Laporan Wartawan Tribunnews.com, Glery Lazuardi
TRIBUNNEWS.COM, JAKARTA – Sepanjang 2017, perhatian publik Indonesia tersorot skandal kasus korupsi proyek pengadaan e-KTP periode 2011-2012.
Sampai akhir tahun, setidaknya sudah enam orang menjadi pesakitan di Komisi Pemberantasan Korupsi (KPK).
Para pesakitan itu terdiri dari berbagai kalangan mulai dari, pihak eksekutif, legislatif hingga pengusaha.
Pada tahun ini, menjadi momentum penghakiman bagi para penjarah uang negara yang sudah merugikan senilai Rp 2,3 Triliun dari total proyek e-KTP Rp 5,9 Triliun.

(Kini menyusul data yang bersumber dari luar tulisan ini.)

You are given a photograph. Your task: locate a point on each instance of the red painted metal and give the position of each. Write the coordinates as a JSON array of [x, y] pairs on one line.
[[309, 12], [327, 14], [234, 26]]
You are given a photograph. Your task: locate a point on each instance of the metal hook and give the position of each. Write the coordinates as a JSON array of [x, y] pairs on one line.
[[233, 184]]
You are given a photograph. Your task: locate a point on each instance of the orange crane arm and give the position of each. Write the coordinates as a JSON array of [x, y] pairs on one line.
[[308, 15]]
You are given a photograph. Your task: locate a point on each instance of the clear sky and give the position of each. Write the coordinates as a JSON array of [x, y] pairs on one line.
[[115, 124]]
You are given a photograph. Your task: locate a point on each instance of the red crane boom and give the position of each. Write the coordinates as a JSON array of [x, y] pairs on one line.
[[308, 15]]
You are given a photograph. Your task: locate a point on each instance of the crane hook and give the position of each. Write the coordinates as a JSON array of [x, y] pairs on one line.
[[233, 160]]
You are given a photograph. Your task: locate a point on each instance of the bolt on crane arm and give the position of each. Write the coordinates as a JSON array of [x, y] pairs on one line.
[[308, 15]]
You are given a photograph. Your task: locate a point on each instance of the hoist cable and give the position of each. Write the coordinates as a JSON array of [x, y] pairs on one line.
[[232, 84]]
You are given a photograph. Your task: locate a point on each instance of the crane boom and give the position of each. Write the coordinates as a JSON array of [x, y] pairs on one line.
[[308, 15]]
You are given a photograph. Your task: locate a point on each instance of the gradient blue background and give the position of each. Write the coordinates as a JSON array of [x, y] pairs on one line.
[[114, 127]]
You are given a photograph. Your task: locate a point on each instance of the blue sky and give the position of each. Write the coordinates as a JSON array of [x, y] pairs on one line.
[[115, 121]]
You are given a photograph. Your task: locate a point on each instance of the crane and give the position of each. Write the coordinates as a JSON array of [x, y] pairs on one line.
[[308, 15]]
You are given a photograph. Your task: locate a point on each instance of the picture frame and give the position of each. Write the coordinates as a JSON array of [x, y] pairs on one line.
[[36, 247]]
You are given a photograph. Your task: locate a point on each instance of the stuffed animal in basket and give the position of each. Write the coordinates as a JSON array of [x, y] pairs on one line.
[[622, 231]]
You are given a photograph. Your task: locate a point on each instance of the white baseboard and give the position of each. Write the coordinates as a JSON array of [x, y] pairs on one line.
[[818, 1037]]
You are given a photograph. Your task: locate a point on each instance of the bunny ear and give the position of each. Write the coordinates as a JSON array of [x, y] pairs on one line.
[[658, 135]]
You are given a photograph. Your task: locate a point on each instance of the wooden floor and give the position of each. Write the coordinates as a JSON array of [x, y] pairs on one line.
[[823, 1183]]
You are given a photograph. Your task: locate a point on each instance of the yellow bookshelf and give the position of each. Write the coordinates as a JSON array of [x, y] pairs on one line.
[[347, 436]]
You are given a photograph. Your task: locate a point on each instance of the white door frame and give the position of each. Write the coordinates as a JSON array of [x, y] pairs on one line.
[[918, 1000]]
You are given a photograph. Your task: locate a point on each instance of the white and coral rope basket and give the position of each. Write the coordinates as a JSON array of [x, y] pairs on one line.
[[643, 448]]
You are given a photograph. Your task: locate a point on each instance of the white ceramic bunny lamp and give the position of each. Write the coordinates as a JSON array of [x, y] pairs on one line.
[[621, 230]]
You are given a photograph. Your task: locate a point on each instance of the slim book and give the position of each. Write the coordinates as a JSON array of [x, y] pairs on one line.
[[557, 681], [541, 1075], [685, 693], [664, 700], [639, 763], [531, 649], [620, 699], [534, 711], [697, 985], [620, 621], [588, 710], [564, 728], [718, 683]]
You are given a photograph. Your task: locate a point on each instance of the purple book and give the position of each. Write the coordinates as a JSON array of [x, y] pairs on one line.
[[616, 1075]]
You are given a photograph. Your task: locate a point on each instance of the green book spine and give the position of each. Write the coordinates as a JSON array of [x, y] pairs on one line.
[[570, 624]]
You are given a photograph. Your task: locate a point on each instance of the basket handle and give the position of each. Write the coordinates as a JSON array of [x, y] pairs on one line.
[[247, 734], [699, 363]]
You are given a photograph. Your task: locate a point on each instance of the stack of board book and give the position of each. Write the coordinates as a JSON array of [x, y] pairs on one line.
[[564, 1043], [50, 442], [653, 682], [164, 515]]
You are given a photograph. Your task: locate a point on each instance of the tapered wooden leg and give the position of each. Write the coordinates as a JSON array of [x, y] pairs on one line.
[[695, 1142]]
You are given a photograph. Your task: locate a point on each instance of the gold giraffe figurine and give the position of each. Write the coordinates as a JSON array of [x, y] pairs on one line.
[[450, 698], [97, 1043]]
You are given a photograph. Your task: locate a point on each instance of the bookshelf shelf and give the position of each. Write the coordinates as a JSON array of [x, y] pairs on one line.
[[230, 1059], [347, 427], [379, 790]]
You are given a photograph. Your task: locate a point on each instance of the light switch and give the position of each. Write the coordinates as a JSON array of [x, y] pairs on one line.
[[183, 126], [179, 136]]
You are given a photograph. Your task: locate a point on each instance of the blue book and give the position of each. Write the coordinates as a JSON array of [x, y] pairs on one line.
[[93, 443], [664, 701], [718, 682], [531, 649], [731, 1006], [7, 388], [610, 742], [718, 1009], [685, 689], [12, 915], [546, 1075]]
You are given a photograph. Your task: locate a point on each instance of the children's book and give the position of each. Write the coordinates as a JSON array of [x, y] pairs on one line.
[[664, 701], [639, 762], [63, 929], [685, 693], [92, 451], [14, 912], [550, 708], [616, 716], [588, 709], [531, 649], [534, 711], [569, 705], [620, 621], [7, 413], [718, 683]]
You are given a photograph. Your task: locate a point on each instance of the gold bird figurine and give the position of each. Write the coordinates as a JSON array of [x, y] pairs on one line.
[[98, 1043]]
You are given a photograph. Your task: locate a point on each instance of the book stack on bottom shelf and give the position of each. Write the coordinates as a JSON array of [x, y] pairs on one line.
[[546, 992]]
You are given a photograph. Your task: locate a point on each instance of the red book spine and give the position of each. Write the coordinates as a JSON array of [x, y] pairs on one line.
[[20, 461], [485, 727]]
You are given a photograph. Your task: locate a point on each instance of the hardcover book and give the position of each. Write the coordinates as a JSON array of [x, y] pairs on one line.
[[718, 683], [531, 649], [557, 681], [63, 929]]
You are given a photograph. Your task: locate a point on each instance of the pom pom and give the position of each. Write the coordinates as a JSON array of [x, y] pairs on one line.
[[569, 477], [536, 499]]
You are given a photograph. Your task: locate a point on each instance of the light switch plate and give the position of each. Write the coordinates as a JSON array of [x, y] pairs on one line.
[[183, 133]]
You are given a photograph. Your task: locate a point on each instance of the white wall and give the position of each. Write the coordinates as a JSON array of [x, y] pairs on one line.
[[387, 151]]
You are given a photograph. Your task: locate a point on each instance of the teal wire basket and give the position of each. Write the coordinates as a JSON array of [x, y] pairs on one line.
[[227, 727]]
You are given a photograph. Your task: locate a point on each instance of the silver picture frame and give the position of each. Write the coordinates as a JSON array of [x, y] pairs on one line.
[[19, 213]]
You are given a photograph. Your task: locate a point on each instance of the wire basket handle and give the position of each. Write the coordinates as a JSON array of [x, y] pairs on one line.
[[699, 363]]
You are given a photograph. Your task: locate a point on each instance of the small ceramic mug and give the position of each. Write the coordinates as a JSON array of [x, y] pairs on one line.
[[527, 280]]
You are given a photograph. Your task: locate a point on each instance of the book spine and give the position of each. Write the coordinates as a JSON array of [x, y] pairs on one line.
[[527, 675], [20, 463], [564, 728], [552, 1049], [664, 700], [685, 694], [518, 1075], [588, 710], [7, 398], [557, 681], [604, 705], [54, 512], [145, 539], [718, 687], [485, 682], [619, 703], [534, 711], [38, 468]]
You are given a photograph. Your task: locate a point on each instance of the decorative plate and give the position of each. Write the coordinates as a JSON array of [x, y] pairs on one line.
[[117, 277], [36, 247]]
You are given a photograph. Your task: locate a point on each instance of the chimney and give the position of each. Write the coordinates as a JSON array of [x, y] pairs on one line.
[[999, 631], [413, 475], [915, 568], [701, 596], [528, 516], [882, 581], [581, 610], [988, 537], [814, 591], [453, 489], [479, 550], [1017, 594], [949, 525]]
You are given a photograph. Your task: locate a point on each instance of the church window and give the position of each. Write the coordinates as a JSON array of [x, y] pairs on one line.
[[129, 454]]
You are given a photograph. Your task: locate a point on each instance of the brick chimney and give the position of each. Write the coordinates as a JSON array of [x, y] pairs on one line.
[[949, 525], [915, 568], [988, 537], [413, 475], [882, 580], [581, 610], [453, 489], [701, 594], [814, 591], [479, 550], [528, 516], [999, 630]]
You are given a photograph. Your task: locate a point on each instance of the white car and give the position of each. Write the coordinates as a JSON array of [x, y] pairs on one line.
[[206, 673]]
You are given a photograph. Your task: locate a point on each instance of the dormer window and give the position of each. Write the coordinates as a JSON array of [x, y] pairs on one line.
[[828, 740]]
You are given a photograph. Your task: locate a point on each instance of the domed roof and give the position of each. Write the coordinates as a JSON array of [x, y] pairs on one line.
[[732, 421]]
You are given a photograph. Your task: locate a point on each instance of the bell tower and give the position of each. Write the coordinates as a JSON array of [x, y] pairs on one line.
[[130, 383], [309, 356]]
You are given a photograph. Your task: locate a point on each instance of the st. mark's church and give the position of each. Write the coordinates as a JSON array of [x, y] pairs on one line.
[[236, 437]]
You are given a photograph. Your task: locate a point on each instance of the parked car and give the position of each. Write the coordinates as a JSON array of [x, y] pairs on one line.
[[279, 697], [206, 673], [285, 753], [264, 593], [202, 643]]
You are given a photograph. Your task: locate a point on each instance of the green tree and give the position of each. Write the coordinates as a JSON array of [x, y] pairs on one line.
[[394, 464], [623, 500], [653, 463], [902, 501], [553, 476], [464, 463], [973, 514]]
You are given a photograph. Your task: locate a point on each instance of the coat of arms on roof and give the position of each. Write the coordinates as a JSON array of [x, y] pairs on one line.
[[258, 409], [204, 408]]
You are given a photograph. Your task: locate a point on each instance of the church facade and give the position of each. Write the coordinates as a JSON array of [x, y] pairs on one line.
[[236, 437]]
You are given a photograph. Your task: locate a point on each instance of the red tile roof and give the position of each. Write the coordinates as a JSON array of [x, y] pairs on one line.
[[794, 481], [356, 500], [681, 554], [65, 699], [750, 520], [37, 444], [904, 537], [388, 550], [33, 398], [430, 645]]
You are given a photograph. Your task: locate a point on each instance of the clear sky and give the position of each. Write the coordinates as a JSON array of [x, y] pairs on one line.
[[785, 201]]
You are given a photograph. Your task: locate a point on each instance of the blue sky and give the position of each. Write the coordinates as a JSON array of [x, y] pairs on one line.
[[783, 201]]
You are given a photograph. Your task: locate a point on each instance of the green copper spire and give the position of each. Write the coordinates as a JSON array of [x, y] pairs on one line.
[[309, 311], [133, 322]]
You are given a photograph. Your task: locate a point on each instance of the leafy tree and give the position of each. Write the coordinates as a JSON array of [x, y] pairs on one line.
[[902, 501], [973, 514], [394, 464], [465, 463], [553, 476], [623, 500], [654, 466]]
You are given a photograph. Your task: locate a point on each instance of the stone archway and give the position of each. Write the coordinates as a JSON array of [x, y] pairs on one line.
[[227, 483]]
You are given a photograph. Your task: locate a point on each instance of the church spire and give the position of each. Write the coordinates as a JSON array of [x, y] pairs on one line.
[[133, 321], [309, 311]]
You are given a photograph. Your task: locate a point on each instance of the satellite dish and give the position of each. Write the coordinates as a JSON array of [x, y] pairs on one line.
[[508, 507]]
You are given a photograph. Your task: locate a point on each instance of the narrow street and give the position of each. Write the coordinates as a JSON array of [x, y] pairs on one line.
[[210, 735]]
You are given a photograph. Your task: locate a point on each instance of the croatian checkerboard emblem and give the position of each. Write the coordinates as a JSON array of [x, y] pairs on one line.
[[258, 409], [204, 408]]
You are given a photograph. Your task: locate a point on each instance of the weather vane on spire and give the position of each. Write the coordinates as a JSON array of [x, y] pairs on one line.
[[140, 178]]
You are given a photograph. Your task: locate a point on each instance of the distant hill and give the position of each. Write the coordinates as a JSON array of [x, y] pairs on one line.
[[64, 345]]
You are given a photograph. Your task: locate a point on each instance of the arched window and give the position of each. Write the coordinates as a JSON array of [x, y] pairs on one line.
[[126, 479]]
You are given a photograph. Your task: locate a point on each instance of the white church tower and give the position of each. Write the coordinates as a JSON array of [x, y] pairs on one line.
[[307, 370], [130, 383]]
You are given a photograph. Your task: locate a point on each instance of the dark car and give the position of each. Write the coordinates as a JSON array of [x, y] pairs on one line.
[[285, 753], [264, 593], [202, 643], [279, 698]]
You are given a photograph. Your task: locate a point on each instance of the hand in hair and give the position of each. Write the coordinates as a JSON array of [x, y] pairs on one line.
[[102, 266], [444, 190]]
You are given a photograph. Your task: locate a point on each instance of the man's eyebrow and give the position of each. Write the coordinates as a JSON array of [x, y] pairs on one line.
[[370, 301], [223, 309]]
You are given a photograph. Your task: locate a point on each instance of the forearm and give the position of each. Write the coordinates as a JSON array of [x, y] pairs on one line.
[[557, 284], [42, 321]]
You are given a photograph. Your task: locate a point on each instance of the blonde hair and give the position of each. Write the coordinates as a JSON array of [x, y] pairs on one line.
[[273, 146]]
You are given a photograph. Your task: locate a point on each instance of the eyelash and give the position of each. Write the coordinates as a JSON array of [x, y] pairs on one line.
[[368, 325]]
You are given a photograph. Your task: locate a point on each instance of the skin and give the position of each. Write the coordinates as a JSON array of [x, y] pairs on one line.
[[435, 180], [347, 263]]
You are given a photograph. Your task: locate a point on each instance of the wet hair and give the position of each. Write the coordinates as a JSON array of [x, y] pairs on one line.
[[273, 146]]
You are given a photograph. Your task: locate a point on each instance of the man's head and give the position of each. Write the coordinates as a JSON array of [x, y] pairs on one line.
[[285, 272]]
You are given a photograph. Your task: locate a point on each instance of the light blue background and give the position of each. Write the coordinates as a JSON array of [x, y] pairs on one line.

Baca: Membaca Calon KSAU Baru
Sejumlah peristiwa-peristiwa besar menarik perhatian masyarakat di tanah air, turut mendampingi perjalanan kasus e-KTP. Nama-nama pejabat negara, anggota DPR RI, kader partai politik, sampai bos-bos perusahan pelat merah dan swasta 'dikuliti'.
Mereka, yaitu mantan Dirjen Kependudukan dan Pencatatan Sipil Kementerian Dalam Negeri, Irman, mantan Direktur Pengelola Informasi Administrasi di Ditjen Kependudukan dan Pecatatan Sipil, Sugiharto. Lalu, pengusaha Andi Agustinus alias Andi Narogong; Anggota DPR, Markus Nari; Direktur Utama PT Quadra Solution, Anang Sugiharto Sudihardjo, dan Ketua DPR RI, Setya Novanto. Selain itu, KPK menjerat seorang tersangka pemberian keterangan palsu kasus korupsi e-KTP, Miryam S Haryani. Politikus Hanura itu merupakan Anggota Komisi V DPR yang pernah menjadi Anggota Komisi II DPR.
“Proses pengadaan tidak terjadi sendirinya. Ketika KPK melakukan penyidikan ditemukan persoalansebelum pengadaan terjadi, jadi pengadaan proyek 2011-2012 punya latar belakang yang ternyata ada indikasi persekongkolan di luar proses formal antara berbagai pihak sehingga anggaran disetujui, proyek dijalankan dan pengadaan dilakukan,” tutur Kepala Biro Humas KPK, Febri Diansyah.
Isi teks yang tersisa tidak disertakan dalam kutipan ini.